Un grito que sale del corazón
La oración es el aliento de la fe, es su expresión más adecuada. Como un grito que sale del corazón de los que creen y se confían a Dios.
Pensemos en la historia de Bartimeo, un personaje del Evangelio (cf. Mc
10,46-52 y par.) y, os lo confieso, para mí el más simpático de todos.
Era ciego y se sentaba a mendigar al borde del camino en las afueras de
su ciudad, Jericó. No es un personaje anónimo, tiene un rostro, un
nombre: Bartimeo, es decir, “hijo de Timeo”. Un día oye que Jesús
pasaría por allí. Efectivamente, Jericó era una cruce de caminos de
personas, continuamente atravesada por peregrinos y mercaderes. Entonces
Bartimeo se pone a la espera: hará todo lo posible para encontrar a
Jesús. Mucha gente hacía lo mismo, recordemos a Zaqueo, que se subió a
un árbol. Muchos querían ver a Jesús, él también.

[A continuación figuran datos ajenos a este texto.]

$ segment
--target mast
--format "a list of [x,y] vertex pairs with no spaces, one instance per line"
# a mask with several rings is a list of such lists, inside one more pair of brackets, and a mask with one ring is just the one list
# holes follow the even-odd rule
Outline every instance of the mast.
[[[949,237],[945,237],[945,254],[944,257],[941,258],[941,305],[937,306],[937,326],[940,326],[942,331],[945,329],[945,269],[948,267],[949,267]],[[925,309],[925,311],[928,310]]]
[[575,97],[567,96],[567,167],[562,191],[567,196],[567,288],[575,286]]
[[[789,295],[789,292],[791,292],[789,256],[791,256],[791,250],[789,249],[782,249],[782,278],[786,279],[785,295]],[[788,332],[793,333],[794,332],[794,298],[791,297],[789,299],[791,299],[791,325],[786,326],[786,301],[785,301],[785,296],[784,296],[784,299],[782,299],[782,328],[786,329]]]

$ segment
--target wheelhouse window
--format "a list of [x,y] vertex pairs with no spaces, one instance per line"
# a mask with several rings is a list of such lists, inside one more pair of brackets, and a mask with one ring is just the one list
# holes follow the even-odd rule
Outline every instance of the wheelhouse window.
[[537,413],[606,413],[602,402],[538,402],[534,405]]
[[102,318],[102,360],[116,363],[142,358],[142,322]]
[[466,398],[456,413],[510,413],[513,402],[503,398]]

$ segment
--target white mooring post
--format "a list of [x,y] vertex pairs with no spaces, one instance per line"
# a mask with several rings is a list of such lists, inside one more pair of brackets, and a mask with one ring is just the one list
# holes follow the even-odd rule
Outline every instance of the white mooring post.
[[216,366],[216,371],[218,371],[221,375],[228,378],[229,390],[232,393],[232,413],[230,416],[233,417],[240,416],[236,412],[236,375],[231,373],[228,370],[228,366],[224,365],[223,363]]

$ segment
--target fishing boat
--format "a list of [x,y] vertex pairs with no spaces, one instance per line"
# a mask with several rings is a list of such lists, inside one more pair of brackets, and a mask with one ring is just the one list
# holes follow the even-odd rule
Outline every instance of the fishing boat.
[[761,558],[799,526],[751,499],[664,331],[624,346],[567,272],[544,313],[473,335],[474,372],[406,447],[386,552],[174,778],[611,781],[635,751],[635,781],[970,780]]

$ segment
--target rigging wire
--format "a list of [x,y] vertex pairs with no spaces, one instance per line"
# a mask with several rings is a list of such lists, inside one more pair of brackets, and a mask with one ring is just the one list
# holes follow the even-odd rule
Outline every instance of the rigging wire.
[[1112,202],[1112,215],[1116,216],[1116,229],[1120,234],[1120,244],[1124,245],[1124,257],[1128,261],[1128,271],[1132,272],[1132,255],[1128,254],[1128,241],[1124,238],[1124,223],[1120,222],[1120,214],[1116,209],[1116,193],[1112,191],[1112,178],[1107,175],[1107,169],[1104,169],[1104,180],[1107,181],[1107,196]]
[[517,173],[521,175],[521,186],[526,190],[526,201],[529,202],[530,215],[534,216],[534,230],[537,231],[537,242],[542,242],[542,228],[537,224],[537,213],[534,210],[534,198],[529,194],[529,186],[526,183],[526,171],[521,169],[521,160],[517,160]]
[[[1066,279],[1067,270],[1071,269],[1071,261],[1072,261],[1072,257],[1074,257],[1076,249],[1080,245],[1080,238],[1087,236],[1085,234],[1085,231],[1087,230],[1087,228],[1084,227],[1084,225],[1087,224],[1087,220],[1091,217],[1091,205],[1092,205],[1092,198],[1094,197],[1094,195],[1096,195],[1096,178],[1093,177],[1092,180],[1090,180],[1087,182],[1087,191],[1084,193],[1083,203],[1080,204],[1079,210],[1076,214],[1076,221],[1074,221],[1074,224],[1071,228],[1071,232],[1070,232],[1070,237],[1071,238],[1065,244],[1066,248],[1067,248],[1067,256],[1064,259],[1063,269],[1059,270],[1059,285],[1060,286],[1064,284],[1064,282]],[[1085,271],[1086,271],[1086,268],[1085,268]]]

Este hombre entra, pues, en los Evangelios como una voz que grita a
pleno pulmón. No ve; no sabe si Jesús está cerca o lejos, pero lo
siente, lo percibe por la multitud, que en un momento dado aumenta y se
avecina... Pero está completamente solo, y a nadie le importa. ¿Y qué
hace Bartimeo? Grita. Y sigue gritando. Utiliza la única arma que tiene:
su voz. Empieza a gritar: «¡Hijo de David, Jesús, ten compasión de mí!»
(v. 47). Y sigue así, gritando.
Sus gritos repetidos molestan, no resultan educados, y muchos le
reprenden, le dicen que se calle. “Pero sé educado, ¡no hagas eso!”.

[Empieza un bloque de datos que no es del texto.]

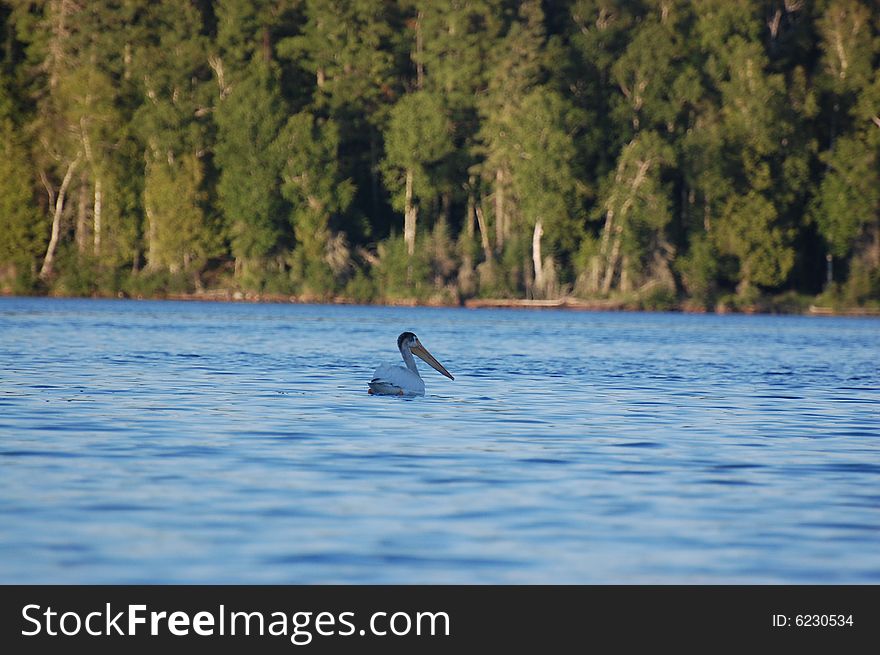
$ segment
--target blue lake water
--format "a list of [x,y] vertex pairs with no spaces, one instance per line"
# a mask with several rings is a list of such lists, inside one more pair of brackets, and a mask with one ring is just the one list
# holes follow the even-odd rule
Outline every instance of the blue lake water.
[[[371,397],[412,330],[424,398]],[[0,299],[0,582],[877,583],[880,320]]]

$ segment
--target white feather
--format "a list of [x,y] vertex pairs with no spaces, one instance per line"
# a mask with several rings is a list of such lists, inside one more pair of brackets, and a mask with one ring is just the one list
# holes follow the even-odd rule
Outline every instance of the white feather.
[[373,373],[370,390],[382,395],[424,396],[425,383],[418,373],[403,366],[385,364]]

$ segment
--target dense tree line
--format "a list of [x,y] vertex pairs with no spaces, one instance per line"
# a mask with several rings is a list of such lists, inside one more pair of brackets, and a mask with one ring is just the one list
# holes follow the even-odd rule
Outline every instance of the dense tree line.
[[880,301],[875,0],[6,0],[0,287]]

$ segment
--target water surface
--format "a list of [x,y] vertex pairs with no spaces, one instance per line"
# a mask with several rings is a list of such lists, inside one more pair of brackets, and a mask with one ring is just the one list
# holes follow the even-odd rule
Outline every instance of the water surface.
[[[427,396],[371,397],[416,332]],[[877,583],[880,320],[0,299],[0,582]]]

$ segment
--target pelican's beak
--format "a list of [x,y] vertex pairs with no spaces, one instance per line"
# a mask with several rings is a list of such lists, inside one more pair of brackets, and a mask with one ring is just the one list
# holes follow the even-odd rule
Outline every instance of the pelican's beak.
[[421,358],[422,361],[431,366],[431,368],[439,373],[442,373],[450,380],[455,379],[454,377],[452,377],[452,373],[447,371],[443,364],[434,359],[434,356],[428,352],[428,349],[425,348],[421,342],[417,342],[416,345],[412,347],[412,354],[417,355],[419,358]]

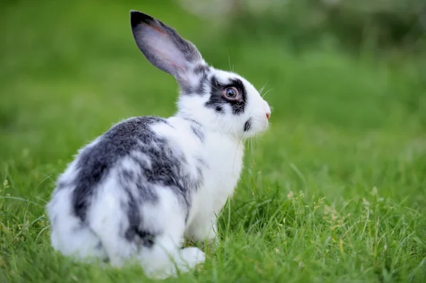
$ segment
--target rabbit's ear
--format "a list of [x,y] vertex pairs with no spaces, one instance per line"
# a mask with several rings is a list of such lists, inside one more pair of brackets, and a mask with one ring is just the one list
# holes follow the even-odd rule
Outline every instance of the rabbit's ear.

Pero Bartimeo no se calla, al contrario, grita todavía más fuerte:
«¡Hijo de David, Jesús, ten compasión de mí!» (v. 47). Esa testarudez
tan hermosa de los que buscan una gracia y llaman, llaman a la puerta
del corazón de Dios. Él grita, llama. Esa frase: “Hijo de David”, es muy
importante, significa “el Mesías” —confiesa al Mesías—, es una
profesión de fe que sale de la boca de ese hombre despreciado por todos.
Y Jesús escucha su grito. La plegaria de Bartimeo toca su corazón, el
corazón de Dios, y las puertas de la salvación se abren para él. Jesús
lo manda a llamar. Él se levanta de un brinco y los que antes le decían
que se callara ahora lo conducen al Maestro. Jesús le habla, le pide que
exprese su deseo —esto es importante— y entonces el grito se convierte
en una petición: “¡Haz que recobre la vista!”. (cf. v. 51).
Jesús le dice: «Vete, tu fe te ha salvado» (v. 52). Le reconoce a ese
hombre pobre, inerme y despreciado todo el poder de su fe, que atrae la
misericordia y el poder de Dios. La fe es tener las dos manos
levantadas, una voz que clama para implorar el don de la salvación. El
Catecismo afirma que «la humildad es la base de la oración» (Catecismo de la Iglesia Católica, 2559). La oración nace de la tierra, del humus —del que deriva “humilde”, “humildad”—; viene de nuestro estado de precariedad, de nuestra constante sed de Dios (cf. ibid., 2560-2561).
La fe, como hemos visto en Bartimeo, es un grito; la no fe es sofocar
ese grito. Esa actitud que tenía la gente para que se callara: no era
gente de fe, en cambio, él si. Sofocar ese grito es una especie de “ley
del silencio”. La fe es una protesta contra una condición dolorosa de la
cual no entendemos la razón; la no fe es limitarse a sufrir una
situación a la cual nos hemos adaptado. La fe es la esperanza de ser
salvado; la no fe es acostumbrarse al mal que nos oprime y seguir así.
Empezamos esta serie de catequesis con
el grito de Bartimeo, porque quizás en una figura como la suya ya está
escrito todo. Bartimeo es un hombre perseverante. Alrededor de él había
gente que explicaba que implorar era inútil, que era un vocear sin
respuesta, que era ruido que molestaba y basta, que por favor dejase de
gritar: pero él no se quedó callado. Y al final consiguió lo que quería.
Más fuerte que cualquier argumento en contra, en el corazón de un
hombre hay una voz que invoca. Todos tenemos esta voz dentro. Una voz
que brota espontáneamente, sin que nadie la mande, una voz que se
interroga sobre el sentido de nuestro camino aquí abajo, especialmente
cuando nos encontramos en la oscuridad: “¡Jesús, ten compasión de mí!
¡Jesús, ten compasión mi!”. Hermosa oración, ésta.
Pero ¿acaso estas palabras no están esculpidas en la creación entera?
Todo invoca y suplica para que el misterio de la misericordia encuentre
su cumplimiento definitivo. No rezan sólo los cristianos: comparten el
grito de la oración con todos los hombres y las mujeres.
Pero el
horizonte todavía puede ampliarse: Pablo dice que toda la creación «gime
y sufre los dolores del parto» (Rom 8,22). Los artistas se hacen
a menudo intérpretes de este grito silencioso de la creación, que pulsa
en toda criatura y emerge sobre todo en el corazón del hombre, porque
el hombre es un “mendigo de Dios” (cf. CIC, 2559). Hermosa definición del hombre: “mendigo de Dios”. Gracias.